Allison hummed to herself as she wandered around the office store, resisting the urge to just sneak a bit of ink out of the many, many ink pen refills she passed and searching for larger ink jars. Absolutely no one would know... not the people who used them, not the people who sell them, it wouldn’t hurt anyone, victimless crime, which makes it arguably not a crime at all.... She sighed. But, if I start, I’ll continue, and who knows what I’d end up with. Forging would be simple, just edit a few numbers... damn it, no! She forced her mind stubbornly away from potential less-than-pure uses of her abilities and back toward finding larger jars of ink. Not that anyone who’s concerned with absolute purity would consider tattoos pure anyway. ...What do I even have today, anyway? The thought made Allison pause, and she headed back toward the desks and chairs section of the store, hoping to find a mirror.

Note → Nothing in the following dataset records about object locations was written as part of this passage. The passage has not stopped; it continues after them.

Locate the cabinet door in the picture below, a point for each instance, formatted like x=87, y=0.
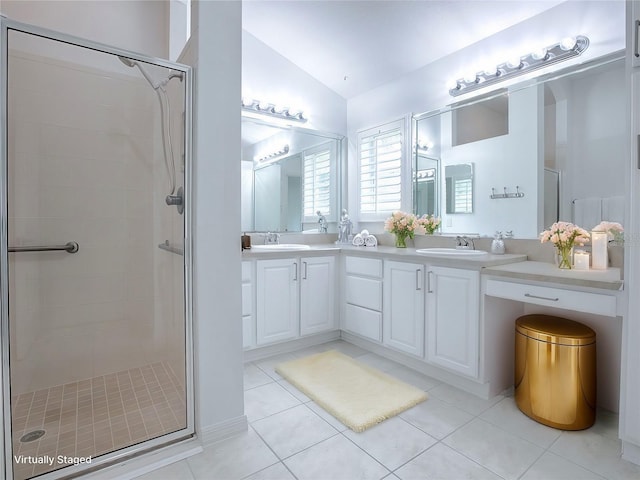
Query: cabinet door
x=248, y=317
x=452, y=319
x=276, y=300
x=403, y=307
x=317, y=286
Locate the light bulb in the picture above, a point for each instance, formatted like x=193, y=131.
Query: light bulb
x=568, y=43
x=515, y=62
x=471, y=78
x=539, y=53
x=491, y=70
x=453, y=85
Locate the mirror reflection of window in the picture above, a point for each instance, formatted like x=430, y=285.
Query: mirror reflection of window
x=459, y=188
x=282, y=191
x=426, y=186
x=318, y=173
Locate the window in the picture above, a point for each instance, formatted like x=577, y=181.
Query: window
x=317, y=188
x=380, y=154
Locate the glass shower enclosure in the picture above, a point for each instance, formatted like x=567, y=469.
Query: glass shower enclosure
x=95, y=253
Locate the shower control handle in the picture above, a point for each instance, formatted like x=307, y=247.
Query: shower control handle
x=173, y=200
x=177, y=200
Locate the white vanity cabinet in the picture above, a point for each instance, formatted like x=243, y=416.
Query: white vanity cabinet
x=276, y=300
x=317, y=287
x=248, y=317
x=294, y=297
x=403, y=312
x=362, y=312
x=453, y=297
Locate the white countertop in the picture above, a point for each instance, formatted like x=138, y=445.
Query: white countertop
x=402, y=254
x=609, y=279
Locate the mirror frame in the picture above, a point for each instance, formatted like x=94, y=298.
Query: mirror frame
x=508, y=89
x=340, y=167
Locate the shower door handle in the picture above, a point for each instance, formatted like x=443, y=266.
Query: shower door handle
x=69, y=247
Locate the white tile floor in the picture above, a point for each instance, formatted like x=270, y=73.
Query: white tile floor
x=453, y=435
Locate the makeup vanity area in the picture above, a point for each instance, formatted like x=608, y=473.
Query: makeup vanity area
x=447, y=316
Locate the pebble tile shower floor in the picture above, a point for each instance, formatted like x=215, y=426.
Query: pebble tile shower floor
x=98, y=415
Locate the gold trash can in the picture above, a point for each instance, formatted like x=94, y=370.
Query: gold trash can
x=555, y=371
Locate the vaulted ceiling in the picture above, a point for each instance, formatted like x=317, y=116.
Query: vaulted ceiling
x=354, y=46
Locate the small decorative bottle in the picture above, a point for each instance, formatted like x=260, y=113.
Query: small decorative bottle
x=497, y=245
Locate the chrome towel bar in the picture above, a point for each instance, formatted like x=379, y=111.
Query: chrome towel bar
x=70, y=247
x=171, y=248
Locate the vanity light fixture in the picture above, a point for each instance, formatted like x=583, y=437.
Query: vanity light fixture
x=271, y=110
x=273, y=156
x=423, y=146
x=543, y=57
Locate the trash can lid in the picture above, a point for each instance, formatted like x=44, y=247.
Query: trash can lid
x=547, y=328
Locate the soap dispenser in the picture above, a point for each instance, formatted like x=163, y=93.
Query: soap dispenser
x=497, y=246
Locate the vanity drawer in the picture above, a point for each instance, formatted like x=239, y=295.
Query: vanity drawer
x=363, y=322
x=370, y=267
x=598, y=304
x=364, y=292
x=247, y=304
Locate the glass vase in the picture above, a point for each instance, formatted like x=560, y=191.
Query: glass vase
x=401, y=240
x=564, y=257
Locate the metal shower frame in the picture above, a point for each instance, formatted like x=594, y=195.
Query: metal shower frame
x=6, y=463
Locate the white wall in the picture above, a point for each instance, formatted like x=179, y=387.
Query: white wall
x=597, y=131
x=426, y=89
x=503, y=161
x=268, y=76
x=137, y=25
x=215, y=50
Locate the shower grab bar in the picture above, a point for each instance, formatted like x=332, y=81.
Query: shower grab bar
x=69, y=247
x=170, y=248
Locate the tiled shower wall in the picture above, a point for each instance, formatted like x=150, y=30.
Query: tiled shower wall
x=84, y=162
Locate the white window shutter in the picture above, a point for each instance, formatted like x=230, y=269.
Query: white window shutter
x=380, y=154
x=318, y=172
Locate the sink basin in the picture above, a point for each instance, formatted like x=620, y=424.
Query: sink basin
x=280, y=247
x=453, y=252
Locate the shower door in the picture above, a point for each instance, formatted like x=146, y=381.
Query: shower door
x=95, y=267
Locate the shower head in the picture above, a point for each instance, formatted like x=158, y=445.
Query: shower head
x=127, y=61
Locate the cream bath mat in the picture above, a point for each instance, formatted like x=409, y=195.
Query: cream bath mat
x=356, y=394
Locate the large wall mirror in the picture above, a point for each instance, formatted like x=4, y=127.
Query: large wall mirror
x=288, y=175
x=544, y=150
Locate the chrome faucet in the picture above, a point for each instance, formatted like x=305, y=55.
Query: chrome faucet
x=322, y=222
x=271, y=238
x=464, y=243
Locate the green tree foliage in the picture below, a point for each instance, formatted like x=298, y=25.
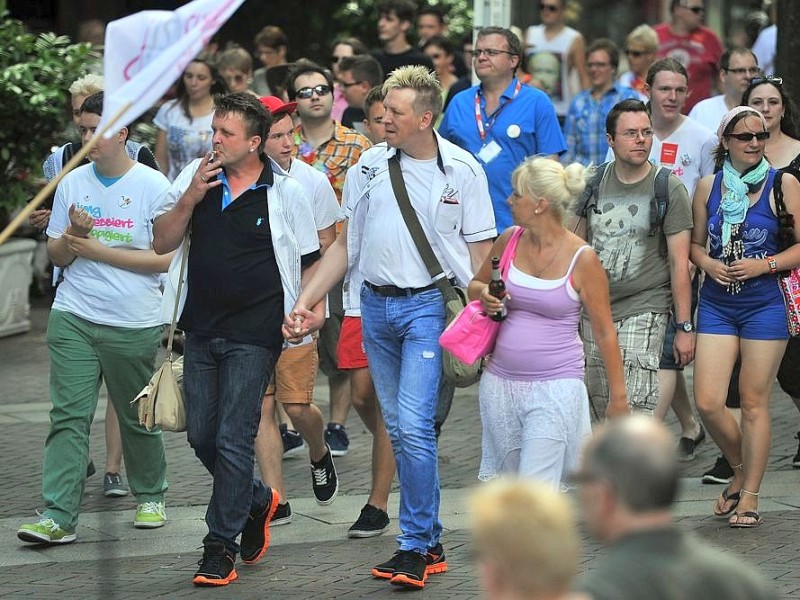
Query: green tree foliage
x=35, y=75
x=359, y=18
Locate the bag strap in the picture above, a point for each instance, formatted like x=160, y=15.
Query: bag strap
x=510, y=251
x=415, y=229
x=173, y=325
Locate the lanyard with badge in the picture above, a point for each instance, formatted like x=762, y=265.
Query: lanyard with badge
x=489, y=151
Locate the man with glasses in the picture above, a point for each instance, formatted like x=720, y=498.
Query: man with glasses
x=555, y=56
x=584, y=128
x=696, y=47
x=357, y=76
x=331, y=148
x=629, y=483
x=736, y=68
x=501, y=121
x=644, y=248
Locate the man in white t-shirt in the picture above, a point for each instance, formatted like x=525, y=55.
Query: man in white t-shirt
x=686, y=148
x=765, y=47
x=402, y=310
x=104, y=324
x=736, y=68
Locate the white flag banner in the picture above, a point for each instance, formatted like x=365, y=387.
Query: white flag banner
x=145, y=53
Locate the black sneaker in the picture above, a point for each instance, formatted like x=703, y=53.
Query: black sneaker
x=721, y=472
x=337, y=440
x=324, y=480
x=292, y=441
x=687, y=446
x=796, y=459
x=435, y=560
x=113, y=486
x=282, y=516
x=371, y=522
x=217, y=566
x=255, y=535
x=410, y=570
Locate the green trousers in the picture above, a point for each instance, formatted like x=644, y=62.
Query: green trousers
x=81, y=355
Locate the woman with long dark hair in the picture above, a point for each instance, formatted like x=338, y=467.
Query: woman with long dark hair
x=741, y=310
x=185, y=123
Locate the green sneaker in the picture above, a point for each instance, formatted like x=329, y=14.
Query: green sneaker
x=150, y=515
x=46, y=531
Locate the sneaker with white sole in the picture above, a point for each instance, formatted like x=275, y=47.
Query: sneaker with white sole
x=150, y=515
x=324, y=480
x=45, y=531
x=113, y=486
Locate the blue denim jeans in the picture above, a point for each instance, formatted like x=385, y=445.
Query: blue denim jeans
x=224, y=384
x=401, y=339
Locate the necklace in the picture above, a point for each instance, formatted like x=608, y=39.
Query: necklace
x=552, y=257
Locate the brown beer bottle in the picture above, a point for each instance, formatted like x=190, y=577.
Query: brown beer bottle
x=498, y=289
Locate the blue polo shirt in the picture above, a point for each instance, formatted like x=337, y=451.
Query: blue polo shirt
x=522, y=127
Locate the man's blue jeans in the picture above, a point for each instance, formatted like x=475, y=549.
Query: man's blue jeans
x=224, y=384
x=401, y=339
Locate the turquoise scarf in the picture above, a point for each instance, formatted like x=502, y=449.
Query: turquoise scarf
x=735, y=202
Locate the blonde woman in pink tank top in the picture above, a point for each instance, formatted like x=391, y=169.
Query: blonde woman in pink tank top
x=533, y=401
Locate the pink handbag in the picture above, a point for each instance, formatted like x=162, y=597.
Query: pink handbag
x=471, y=335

A few minutes and confirmation of her appearance later--swirls in varying shades of green, built up over the previous few days and none added today, which would be why she’d forgotten--and Allison continued her hunt through the store. It would be so much easier if I could find ink somehow. Sense it or whatever.
Allison’s thoughts were effectively cut short as she passed an aisle and saw what appeared to be some kind of paper-pack amoeba, sitting on the floor... writhing, or rolling, or something. Allison blinked at the paper thing for a moment, trying to decide if it was safe to approach--mysterious unexplained mass of apparently living non-living objects. Probably not--and then immediately approached anyway, pausing a moment before poking it with her toe.